The newer Kobo eReader Touch Edition is US$130, just ten bucks cheaper than a comparable Kindle or Nook. Amazon's next Kindle should break the US$100 barrier, an appealing price point that would attract more mainstream users to the platform. It's the classic printers-and-ink business model: Give 'em the hardware at cost, and make money on the content (ebooks, in this case).
3) Combo LCD/E-Ink display: The best of both worlds: A color LCD for Web browsing, gaming, Android apps, and other tablet-like activities; and a black-and-white E-Ink display for reading e-books in sunlight. A recent report says Apple may be working on exactly this type of hybrid display technology. Perhaps Amazon could beat Steve Jobs to market.
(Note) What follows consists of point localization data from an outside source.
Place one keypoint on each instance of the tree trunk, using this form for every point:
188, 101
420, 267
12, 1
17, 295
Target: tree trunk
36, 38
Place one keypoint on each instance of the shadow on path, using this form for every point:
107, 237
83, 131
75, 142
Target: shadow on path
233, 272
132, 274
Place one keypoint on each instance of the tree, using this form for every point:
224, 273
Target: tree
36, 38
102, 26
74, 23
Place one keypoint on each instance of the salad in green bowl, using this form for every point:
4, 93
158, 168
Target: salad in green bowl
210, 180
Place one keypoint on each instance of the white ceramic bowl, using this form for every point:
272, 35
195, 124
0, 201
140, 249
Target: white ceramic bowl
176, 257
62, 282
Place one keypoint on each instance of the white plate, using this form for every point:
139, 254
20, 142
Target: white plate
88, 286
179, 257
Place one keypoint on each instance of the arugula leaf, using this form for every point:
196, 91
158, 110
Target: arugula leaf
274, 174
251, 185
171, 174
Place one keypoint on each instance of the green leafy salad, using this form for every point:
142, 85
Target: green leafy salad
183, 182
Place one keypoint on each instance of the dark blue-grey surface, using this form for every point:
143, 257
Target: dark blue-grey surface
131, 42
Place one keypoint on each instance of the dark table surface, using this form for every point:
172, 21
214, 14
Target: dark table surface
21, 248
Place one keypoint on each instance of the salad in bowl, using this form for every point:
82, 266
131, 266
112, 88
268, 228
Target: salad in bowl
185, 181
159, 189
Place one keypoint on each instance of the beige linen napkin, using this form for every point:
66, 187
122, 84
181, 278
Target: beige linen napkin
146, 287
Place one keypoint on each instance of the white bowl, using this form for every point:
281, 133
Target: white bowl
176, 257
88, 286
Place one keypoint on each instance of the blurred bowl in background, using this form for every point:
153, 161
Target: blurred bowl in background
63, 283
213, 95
4) Better controls: Amazon is going to have to ditch the Kindle's physical keyboard, which makes the e-reader look clunky and outdated, despite its advantages for serious note-takers. The latest Kobo and Nook readers have touchscreen keyboards.
5) Generous lending policies: The Kindle Lending Library arrives later this year. It will allow customers to borrow Kindle books from more than 11,000 U.S. libraries.
Amazon has yet to announce many specifics of the service, however. What advantages could the Lending Library provide that would give Amazon an advantage?